Le chiffre d’affaires à retenir pour apprécier ce seuil serait celui réalisé par le redevable en France au cours de l’exercice (ou de la période d’imposition), ramené à 12 mois le cas échéant, et, pour la société mère d’un groupe d’intégration fiscale, la somme des chiffres d’affaires de chacune des sociétés membres de ce groupe (dans ce cas, le redevable serait la société tête de groupe). La notion de chiffre d’affaires n’est pas plus détaillée, mais, ainsi que le relève d’ailleurs le rapport de la Commission des finances de l’Assemblée nationale, il est probable que la définition qui sera retenue par l’administration sera alignée sur celle utilisée dans le cadre des précédentes contributions exceptionnelles sur l’IS (i.e. le montant hors taxe de l’ensemble des produits qui se rapportent à l’exploitation normale et courante de l’activité de l’entreprise, à l’exclusion donc des produits exceptionnels et des produits financiers, sauf pour certaines entreprises comme les établissements de crédit).

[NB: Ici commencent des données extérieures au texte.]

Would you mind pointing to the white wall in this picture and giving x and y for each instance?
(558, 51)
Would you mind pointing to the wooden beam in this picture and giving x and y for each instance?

L’assiette de la contribution exceptionnelle serait égale à l’IS calculé sur l’ensemble des résultats imposables aux taux prévus à l’article 219 du CGI (donc non seulement les résultats soumis à l’IS au taux de droit commun, mais également les résultats soumis au taux de 10 % en application du régime « patent box»), déterminé avant imputation des réductions, crédits d’impôt et créances fiscales de toute nature.
La contribution exceptionnelle serait due au titre des deux premiers exercices consécutifs clos à compter du 31 décembre 2024.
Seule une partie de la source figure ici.